Lorsque les querelles des hommes le touchent (il est fouetté sur ordre d’un prévôt pour une faute qu’il n’a pas commise), il remercie Dieu de le faire participer à l’œuvre de rédemption. Lorsque la tentation l’effleure, il remercie Dieu de lui permettre de se fortifier en la repoussant. Lorsque l’humanité lui apparaît dans sa laideur, il la contemple sans colère, comme un homme qui visite un bâtiment en réfection et qui se dit : tiens, voilà un morceau qui n’est pas encore retapé.

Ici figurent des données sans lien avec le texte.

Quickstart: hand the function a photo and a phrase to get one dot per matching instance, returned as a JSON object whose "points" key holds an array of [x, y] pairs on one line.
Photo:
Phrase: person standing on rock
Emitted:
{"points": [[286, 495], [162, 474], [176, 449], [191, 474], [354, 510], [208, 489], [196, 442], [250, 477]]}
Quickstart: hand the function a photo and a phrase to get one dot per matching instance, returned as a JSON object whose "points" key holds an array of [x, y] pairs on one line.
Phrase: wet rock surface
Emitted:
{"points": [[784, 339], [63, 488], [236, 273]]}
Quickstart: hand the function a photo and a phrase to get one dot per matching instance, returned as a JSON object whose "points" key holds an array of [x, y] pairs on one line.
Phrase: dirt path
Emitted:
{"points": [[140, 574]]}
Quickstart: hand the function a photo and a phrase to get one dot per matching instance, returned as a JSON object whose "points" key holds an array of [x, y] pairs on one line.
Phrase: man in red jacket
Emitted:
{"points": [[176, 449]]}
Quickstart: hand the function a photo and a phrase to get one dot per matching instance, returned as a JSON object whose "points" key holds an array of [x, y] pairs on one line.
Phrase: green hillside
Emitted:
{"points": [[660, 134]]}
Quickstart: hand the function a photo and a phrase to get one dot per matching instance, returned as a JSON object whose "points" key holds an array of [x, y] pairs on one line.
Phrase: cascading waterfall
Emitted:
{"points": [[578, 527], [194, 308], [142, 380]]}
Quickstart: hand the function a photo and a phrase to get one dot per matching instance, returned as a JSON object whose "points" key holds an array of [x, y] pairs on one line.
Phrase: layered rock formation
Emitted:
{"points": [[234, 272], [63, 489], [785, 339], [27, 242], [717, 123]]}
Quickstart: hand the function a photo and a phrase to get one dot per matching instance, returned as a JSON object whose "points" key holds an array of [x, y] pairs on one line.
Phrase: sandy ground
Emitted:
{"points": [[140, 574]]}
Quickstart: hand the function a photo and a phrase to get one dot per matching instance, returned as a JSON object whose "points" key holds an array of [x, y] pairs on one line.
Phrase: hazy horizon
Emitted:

Progressivement, le pèlerin s’est délivré du monde et du temps. Il vit, littéralement, avec Dieu, dans l’Eternité.

*

Quand on referme « les récits d’un pèlerin russe », on a l’impression étrange d’avoir, pendant deux heures, visité un monde tellement différent du nôtre qu’il ne peut, littéralement, pas avoir été créé par le même Dieu. Il n’y a peut-être pas un aspect de nos vies contemporaines qui, aux yeux de l’auteur de ce texte, aurait paru désirable. Et peut-être pas un aspect de son récit qui, aux yeux de la plupart de nos contemporains, ne ferait sens.

Tout ce qui fait nos vies est exactement ce qu’il a voulu bannir de la sienne. Il est probable, en somme, que notre univers lui aurait fait l’effet d’une assez honorable reconstitution de l’Enfer.